Guardrail Configuration Levels

Guardrails can be configured at two levels:

Scope	Purpose	Where managed	Typical usage
Project guardrails	Centralized governance and reusable safety policies across agents.	Govern > Guardrails	Enterprise-wide safety enforcement.
Agent guardrails	Agent-specific runtime safety checks.	Agent > Guardrails	Localized rules for individual agents.

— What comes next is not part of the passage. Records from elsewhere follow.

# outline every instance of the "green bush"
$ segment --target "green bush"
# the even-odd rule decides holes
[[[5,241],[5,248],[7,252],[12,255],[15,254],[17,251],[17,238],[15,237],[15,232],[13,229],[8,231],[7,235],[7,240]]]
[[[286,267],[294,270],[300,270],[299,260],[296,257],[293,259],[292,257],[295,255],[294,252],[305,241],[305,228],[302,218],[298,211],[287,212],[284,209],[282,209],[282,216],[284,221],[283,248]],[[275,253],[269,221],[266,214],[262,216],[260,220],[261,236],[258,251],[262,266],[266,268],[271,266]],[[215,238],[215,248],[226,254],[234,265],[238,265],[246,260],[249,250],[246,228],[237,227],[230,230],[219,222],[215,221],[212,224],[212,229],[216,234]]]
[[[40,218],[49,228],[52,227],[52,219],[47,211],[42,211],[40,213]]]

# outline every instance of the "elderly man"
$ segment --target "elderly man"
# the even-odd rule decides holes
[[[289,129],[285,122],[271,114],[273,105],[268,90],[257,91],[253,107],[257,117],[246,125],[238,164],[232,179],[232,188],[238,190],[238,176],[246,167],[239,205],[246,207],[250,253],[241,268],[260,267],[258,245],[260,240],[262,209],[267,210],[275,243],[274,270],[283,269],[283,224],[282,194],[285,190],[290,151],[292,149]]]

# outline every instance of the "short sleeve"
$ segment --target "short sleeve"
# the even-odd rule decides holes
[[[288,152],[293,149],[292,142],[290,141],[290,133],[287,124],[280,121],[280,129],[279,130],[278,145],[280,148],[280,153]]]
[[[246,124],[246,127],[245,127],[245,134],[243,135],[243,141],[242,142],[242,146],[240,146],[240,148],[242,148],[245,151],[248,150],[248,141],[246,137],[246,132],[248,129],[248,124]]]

Project-level policies apply in addition to agent-specific guardrails. Use project guardrails when you want:

Consistent governance across multiple agents.
Shared moderation providers.
Organization-wide safety controls.
Centralized runtime management.

Use agent guardrails when:

Safety rules are specific to one agent.
Runtime behavior must be customized locally.
Shared project-level governance isn’t required.

Guardrail Policies

Policies are reusable governance containers that define runtime safety behavior across agents and projects. Each policy contains one or more rules. Each rule defines what to evaluate, where to evaluate it, which provider to use, and what action to take when triggered. Rules can support input and output evaluation, streaming responses, pattern matching, model-based moderation, and LLM-based classification. Go to Govern > Guardrails > Policies.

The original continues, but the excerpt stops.